To find the articles that have slipped through the cracks, David Bimler and Jennifer Byrne collaborate in particular with Elisabeth Bik, a Californian microbiologist who has become a specialist in scientific integrity.

Using software, the researcher identifies images that are repeated from one scientific publication to another, one of the trademarks of article factories. Different signs also serve as indicators of suspicious searches: e-mail addresses of authors that do not correspond to their name, redundant phrases, certain characteristic graphic styles, etc.

“You have to detect the little mistakes that slip in,” she says. For example, I read an article from Hospital A that accidentally mentioned Hospital B, which was in a different city and had no connection to Hospital A. Searching, I found eight articles from different hospitals that had the same phrase.

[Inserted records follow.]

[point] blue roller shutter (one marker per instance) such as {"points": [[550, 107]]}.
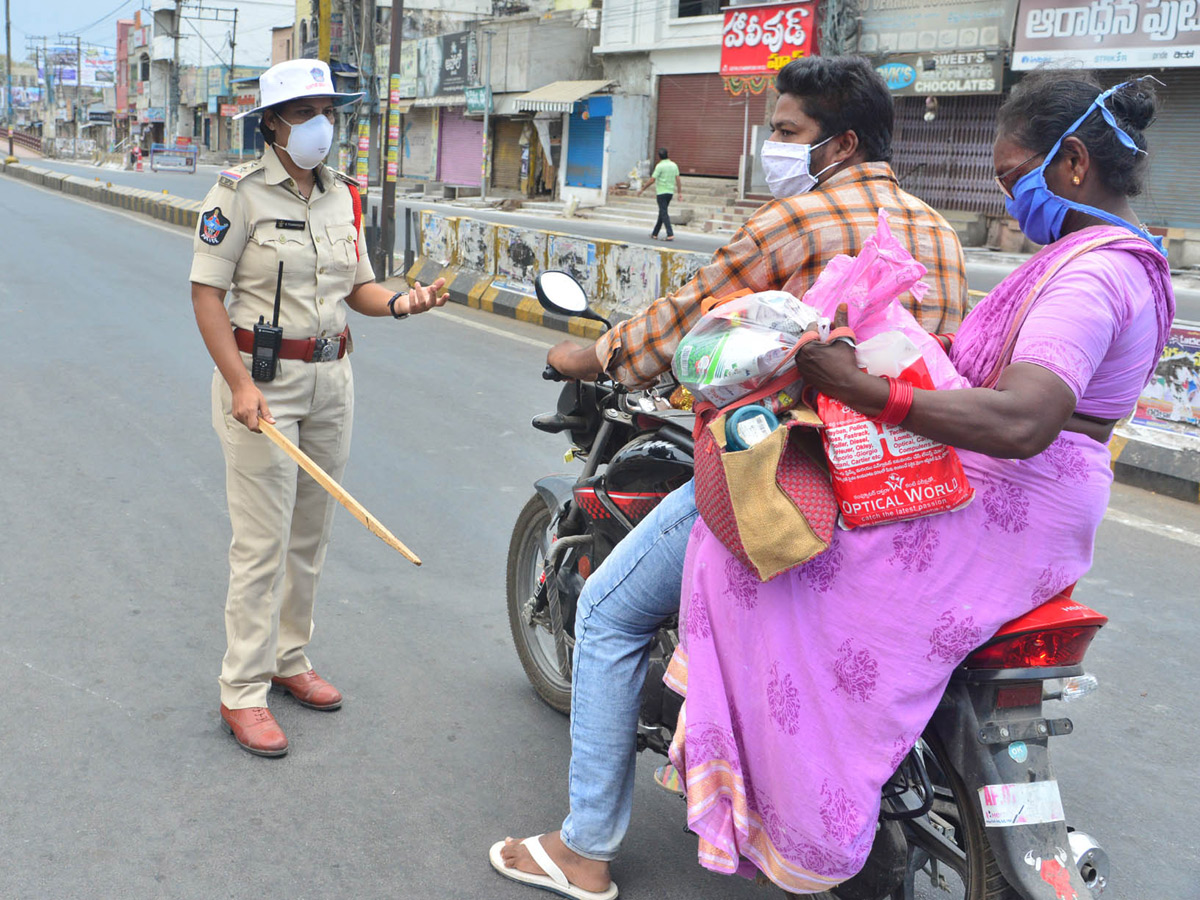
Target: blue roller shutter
{"points": [[585, 150]]}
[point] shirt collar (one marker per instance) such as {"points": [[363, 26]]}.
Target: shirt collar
{"points": [[863, 172], [276, 174]]}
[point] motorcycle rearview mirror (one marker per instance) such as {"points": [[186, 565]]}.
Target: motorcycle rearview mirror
{"points": [[559, 292]]}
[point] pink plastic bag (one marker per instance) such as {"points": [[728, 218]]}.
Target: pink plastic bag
{"points": [[871, 285]]}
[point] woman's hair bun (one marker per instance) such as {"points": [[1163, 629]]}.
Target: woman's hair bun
{"points": [[1134, 105]]}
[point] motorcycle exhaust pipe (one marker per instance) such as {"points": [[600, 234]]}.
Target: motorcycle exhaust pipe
{"points": [[1091, 859]]}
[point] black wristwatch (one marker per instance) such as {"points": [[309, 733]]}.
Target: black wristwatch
{"points": [[391, 306]]}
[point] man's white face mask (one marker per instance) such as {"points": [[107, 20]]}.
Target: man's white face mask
{"points": [[787, 167]]}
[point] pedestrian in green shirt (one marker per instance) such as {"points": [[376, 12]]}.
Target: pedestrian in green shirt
{"points": [[666, 185]]}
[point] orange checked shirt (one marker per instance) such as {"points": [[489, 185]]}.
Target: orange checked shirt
{"points": [[784, 246]]}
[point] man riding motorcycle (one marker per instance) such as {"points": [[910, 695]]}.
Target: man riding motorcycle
{"points": [[827, 166]]}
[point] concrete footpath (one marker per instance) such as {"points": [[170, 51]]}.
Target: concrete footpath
{"points": [[490, 267]]}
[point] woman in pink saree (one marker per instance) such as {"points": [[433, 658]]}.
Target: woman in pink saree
{"points": [[804, 694]]}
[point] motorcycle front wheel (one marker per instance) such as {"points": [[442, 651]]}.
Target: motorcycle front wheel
{"points": [[532, 633]]}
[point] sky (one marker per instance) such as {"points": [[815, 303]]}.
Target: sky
{"points": [[95, 22]]}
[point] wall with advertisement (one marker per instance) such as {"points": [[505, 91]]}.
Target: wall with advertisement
{"points": [[929, 25], [1101, 34], [447, 64], [927, 75], [1171, 400]]}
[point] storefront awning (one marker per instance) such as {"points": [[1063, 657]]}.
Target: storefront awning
{"points": [[445, 100], [559, 96]]}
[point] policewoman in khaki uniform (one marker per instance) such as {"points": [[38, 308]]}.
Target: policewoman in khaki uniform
{"points": [[287, 208]]}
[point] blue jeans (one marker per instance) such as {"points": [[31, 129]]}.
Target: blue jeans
{"points": [[619, 611]]}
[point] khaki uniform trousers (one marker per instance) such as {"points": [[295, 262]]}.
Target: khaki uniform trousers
{"points": [[281, 521]]}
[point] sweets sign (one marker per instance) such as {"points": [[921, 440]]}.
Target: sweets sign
{"points": [[761, 40]]}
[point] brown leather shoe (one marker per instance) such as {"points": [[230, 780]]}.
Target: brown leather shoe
{"points": [[311, 690], [255, 730]]}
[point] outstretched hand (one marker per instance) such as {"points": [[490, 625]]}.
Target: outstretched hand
{"points": [[828, 366], [419, 299]]}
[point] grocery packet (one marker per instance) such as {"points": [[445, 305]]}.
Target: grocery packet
{"points": [[743, 343]]}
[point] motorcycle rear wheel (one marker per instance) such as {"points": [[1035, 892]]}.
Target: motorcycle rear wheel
{"points": [[969, 870], [534, 642]]}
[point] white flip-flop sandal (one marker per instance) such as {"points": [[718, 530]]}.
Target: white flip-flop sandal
{"points": [[553, 880]]}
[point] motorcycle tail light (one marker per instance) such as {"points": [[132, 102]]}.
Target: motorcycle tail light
{"points": [[1078, 688], [587, 498], [636, 504], [1036, 649]]}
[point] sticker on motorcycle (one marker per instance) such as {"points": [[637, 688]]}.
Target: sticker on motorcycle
{"points": [[1007, 805], [1055, 873]]}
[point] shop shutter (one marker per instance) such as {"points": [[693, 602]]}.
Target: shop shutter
{"points": [[461, 153], [417, 144], [702, 125], [1170, 195], [585, 150], [507, 154], [948, 162]]}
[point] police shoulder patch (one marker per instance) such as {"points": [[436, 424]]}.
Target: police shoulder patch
{"points": [[214, 226], [229, 178]]}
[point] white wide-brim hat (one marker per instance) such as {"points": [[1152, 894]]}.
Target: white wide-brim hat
{"points": [[298, 78]]}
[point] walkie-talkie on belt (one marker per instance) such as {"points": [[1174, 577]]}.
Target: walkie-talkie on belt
{"points": [[268, 340]]}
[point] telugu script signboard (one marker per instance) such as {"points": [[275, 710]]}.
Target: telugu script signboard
{"points": [[935, 25], [761, 40], [939, 75], [1108, 34]]}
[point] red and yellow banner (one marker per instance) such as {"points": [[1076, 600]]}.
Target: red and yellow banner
{"points": [[761, 40]]}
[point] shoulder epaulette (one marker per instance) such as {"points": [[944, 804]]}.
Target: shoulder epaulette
{"points": [[229, 178]]}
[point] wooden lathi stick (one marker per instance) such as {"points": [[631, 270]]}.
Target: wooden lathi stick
{"points": [[340, 493]]}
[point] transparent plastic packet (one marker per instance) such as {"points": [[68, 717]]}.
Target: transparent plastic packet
{"points": [[741, 345]]}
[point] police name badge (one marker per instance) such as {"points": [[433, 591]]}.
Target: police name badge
{"points": [[214, 226]]}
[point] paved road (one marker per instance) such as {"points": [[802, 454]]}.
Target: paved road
{"points": [[117, 780]]}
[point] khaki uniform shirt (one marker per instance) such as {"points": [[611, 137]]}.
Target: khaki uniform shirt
{"points": [[256, 219]]}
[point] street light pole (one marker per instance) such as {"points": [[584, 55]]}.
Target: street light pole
{"points": [[487, 107], [7, 51]]}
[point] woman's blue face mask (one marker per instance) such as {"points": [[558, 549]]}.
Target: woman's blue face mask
{"points": [[1039, 211]]}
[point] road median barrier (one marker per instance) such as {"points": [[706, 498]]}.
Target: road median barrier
{"points": [[165, 207], [491, 267]]}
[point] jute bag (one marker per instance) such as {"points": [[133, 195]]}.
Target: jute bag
{"points": [[773, 504]]}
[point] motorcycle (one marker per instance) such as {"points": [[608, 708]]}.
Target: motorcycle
{"points": [[975, 807]]}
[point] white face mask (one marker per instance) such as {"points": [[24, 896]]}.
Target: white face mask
{"points": [[309, 142], [787, 168]]}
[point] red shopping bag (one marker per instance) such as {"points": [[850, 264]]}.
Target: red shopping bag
{"points": [[883, 473]]}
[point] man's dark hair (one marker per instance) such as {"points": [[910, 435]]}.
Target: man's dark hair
{"points": [[1045, 103], [843, 94]]}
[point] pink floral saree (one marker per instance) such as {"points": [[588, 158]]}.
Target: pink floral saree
{"points": [[804, 694]]}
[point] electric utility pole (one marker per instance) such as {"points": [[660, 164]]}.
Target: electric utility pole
{"points": [[370, 108], [7, 57], [177, 21], [75, 108], [391, 167]]}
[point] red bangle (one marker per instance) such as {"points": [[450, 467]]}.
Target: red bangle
{"points": [[895, 411]]}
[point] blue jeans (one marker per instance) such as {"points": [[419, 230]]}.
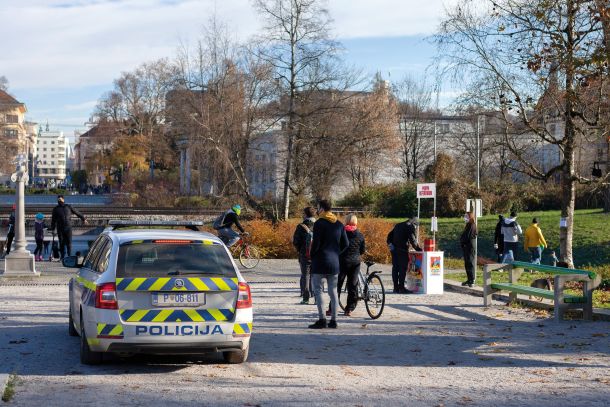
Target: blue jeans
{"points": [[536, 253], [317, 281]]}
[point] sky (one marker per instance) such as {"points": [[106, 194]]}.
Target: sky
{"points": [[61, 56]]}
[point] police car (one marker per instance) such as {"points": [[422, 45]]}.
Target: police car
{"points": [[159, 291]]}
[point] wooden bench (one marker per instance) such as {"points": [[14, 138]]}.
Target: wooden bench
{"points": [[562, 301]]}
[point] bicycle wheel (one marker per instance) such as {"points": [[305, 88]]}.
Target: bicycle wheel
{"points": [[249, 256], [374, 296]]}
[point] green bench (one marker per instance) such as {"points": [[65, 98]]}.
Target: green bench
{"points": [[562, 301]]}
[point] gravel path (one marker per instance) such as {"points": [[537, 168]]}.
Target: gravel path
{"points": [[425, 350]]}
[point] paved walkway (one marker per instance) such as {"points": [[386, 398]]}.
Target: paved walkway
{"points": [[425, 350]]}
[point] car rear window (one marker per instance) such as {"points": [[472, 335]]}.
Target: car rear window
{"points": [[162, 258]]}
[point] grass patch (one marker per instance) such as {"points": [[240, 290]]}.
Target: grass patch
{"points": [[601, 298], [591, 244], [9, 390]]}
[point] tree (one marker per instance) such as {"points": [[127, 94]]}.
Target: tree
{"points": [[416, 126], [296, 43], [541, 55], [137, 105], [221, 107]]}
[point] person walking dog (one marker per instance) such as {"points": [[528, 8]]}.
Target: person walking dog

They had probably been written from the same model, forgetting the correction of this detail. »

Elisabeth Bik fears, however, that these indications of fraud will end up becoming too difficult to detect.

Item factories can use artificial intelligence, which gives increasingly convincing results. Among other things, they can generate very realistic images of scientific experiments.

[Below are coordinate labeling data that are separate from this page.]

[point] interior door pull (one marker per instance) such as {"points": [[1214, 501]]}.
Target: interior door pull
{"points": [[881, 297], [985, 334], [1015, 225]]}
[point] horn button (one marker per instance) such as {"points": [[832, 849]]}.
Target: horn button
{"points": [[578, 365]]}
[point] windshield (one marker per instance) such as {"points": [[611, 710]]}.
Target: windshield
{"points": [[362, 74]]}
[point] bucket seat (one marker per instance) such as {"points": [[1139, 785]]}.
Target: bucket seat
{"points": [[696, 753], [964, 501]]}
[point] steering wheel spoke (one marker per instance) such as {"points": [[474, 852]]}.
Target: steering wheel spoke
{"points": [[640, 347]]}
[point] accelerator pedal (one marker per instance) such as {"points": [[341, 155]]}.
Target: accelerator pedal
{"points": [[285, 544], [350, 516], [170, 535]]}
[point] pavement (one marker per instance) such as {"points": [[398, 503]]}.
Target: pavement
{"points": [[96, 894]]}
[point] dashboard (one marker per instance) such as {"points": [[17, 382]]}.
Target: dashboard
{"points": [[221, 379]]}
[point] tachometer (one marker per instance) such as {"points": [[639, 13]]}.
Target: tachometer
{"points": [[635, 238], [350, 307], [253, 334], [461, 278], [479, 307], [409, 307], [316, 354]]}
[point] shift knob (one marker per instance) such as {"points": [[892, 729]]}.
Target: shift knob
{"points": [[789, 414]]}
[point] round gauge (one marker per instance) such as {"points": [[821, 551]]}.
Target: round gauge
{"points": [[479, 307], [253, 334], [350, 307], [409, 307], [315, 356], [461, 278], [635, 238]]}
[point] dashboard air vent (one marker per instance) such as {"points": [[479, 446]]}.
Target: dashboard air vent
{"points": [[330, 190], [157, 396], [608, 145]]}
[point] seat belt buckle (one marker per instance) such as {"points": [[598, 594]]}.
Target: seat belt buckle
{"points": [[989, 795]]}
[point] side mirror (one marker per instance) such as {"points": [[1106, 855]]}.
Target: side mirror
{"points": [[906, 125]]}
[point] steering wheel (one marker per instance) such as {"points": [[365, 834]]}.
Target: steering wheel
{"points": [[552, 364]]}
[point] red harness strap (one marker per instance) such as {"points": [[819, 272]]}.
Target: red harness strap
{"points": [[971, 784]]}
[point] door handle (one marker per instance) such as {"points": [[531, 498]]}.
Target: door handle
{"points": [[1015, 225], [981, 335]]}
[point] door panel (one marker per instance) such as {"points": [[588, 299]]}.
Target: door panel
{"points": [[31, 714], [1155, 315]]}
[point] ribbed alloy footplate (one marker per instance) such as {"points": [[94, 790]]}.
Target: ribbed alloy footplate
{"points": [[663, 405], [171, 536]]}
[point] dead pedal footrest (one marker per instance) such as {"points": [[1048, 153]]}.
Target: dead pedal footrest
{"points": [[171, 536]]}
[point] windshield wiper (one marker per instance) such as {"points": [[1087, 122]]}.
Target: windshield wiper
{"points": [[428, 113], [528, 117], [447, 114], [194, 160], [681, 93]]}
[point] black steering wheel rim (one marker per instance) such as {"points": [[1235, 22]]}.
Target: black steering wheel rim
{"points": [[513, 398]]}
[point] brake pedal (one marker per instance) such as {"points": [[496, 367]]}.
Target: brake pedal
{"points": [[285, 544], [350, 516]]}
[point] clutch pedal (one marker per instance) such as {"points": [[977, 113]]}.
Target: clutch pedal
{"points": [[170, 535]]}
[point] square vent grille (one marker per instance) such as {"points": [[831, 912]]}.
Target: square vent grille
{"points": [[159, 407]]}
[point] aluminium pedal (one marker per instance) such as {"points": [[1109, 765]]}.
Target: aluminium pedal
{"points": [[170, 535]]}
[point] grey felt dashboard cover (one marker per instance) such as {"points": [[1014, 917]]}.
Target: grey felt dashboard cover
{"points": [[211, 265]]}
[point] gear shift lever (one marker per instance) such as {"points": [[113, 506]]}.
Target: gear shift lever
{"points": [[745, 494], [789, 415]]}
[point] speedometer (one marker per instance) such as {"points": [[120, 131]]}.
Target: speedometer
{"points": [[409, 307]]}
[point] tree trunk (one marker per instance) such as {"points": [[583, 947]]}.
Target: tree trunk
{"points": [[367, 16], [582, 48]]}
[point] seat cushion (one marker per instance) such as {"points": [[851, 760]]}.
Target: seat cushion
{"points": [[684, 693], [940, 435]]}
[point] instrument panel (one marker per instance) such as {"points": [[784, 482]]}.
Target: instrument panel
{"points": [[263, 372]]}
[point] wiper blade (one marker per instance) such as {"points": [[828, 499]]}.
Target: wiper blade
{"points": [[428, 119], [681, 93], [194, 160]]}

Elisabeth Bik, microbiologist

According to the American researcher, journal publishers will need to be more aware of this industry, which undermines the credibility of genuine research. Elisabeth Bik would also like strict measures in countries like China and Russia to prevent these companies from advertising online.

Beyond these solutions, a great reflection is necessary on the conditions which allowed such a phenomenon to emerge, insists Vincent Larivière, of the University of Montreal. “Governments that have purely quantitative policies on scientific publication must realize that there are more perverse effects than positive ones,” he concludes. This is where you have to play. We must stop pushing researchers to publish, even when they have nothing to say. »

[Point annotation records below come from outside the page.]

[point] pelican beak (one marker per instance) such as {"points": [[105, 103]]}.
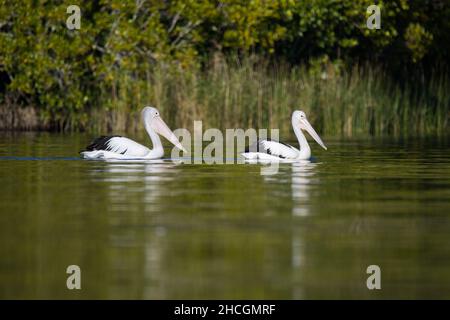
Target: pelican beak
{"points": [[161, 128], [307, 126]]}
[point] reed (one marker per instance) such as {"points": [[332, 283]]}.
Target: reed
{"points": [[253, 93]]}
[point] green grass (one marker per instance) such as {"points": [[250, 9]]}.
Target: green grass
{"points": [[252, 93], [362, 101]]}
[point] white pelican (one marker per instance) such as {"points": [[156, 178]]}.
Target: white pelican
{"points": [[276, 151], [117, 147]]}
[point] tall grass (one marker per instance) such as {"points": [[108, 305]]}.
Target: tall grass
{"points": [[253, 93]]}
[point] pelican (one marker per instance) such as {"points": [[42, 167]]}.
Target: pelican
{"points": [[118, 147], [276, 151]]}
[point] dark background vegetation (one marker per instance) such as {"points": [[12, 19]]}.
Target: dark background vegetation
{"points": [[229, 63]]}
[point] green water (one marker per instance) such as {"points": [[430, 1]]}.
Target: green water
{"points": [[166, 230]]}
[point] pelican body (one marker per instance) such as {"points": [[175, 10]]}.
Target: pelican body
{"points": [[279, 151], [118, 147]]}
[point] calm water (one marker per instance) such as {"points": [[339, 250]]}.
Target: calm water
{"points": [[167, 230]]}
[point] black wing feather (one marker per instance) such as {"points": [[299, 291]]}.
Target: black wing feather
{"points": [[260, 147]]}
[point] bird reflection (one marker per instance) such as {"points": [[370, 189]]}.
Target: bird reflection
{"points": [[137, 192], [302, 174]]}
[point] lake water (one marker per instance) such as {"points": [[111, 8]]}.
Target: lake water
{"points": [[186, 231]]}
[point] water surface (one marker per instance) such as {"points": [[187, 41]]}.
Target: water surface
{"points": [[161, 230]]}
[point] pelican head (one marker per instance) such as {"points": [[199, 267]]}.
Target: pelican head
{"points": [[152, 119], [299, 119]]}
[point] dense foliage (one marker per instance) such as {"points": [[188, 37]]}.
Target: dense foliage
{"points": [[65, 73]]}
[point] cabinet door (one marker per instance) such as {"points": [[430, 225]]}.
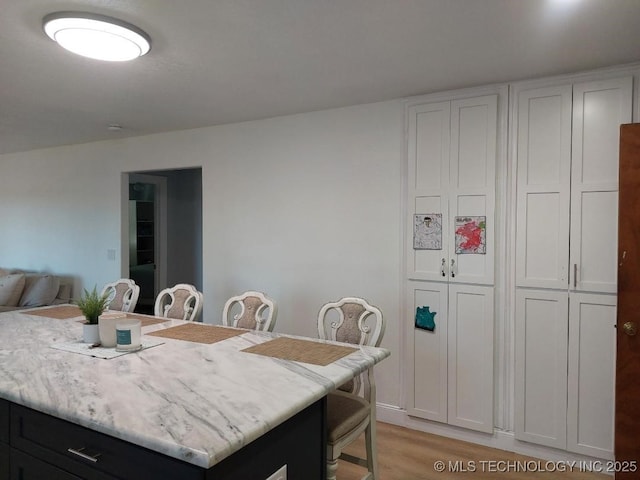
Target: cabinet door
{"points": [[599, 109], [470, 357], [427, 353], [428, 182], [472, 183], [592, 353], [543, 187], [541, 367]]}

Some discoveries of presumed article factories in medicine

tadpole factory

In 2020, a team including Jennifer Byrne and another including David Bimler and Elisabeth Bik simultaneously identify a series of questionable publications from Chinese hospitals. In nearly 600 papers, Western blot images, a technique used to detect proteins, have a similar unnaturally clean style and feature similar shapes that resemble tadpoles.

The factory of the image bank

Also in 2020, Elisabeth Bik reports 121 articles, the majority published in the journal European Review for Medical and Pharmacological Sciences (ERMPS). They use the same images, applying rotations, reflections or color changes, to describe their experiences.

Gene Factories

In 2021, Jennifer Byrne and her colleagues analyze articles published in two journals where suspicious publications had been reported in the past: Embarrassed and Oncology Reports. Out of 12,000 articles studied, more than 700 describe genetic sequences that contain errors. “We cannot say that all these publications come from article factories, but that seems to be the case for several of them”, estimates Jennifer Byrne.